Is this what sexuality in the modern age has come to?
Did I have to go to the mattress store to find a bed frame-owning sexual partner? Apparently. This Serta salesman didn’t just have one California king with a sexy oak headboard fit for a queen, he had 28!
My previous sexual partners refused to buy bed frames, but would spend hundreds on shoes or NFTs. Why did every man I fuck refuse to lift their mattress from off the floor? It wasn’t until I saw him, the Serta salesman, that I realized that I deserved a more elevated sexual experience, both literally and figuratively.
There was something so suave about this mattress king. I felt confident that he would bed me in a real bed, not a limp mattress raw dogging the floor.
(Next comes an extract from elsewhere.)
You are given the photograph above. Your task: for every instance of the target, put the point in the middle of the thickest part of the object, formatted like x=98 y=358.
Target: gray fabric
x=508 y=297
Last week, after the Serta sales hunk sold me an extra-firm foam mattress and I waited until he closed, we made love on 15 different real beds with big strong bedframes and headboards. I couldn’t believe I wasn’t asleep, because it was a dream come true.
I never knew sex could be so glorious, or so high off the ground!
After all my years of waiting, I finally had sex on a real bed. None of his many mattresses touched the floor and it was a real romp. I couldn’t help but feel a little devastated that, after all these years of mattress floor sex, there was always better out there in mattress stores across the country.
The truth is it wasn’t about the sex, it was about the security of having a bed frame to support my sexual endeavors. I didn’t have to worry about rolling onto the cold floor during coitus. Sex is so much better from the comfort of a bed frame and within the open-concept layout of a Serta showroom.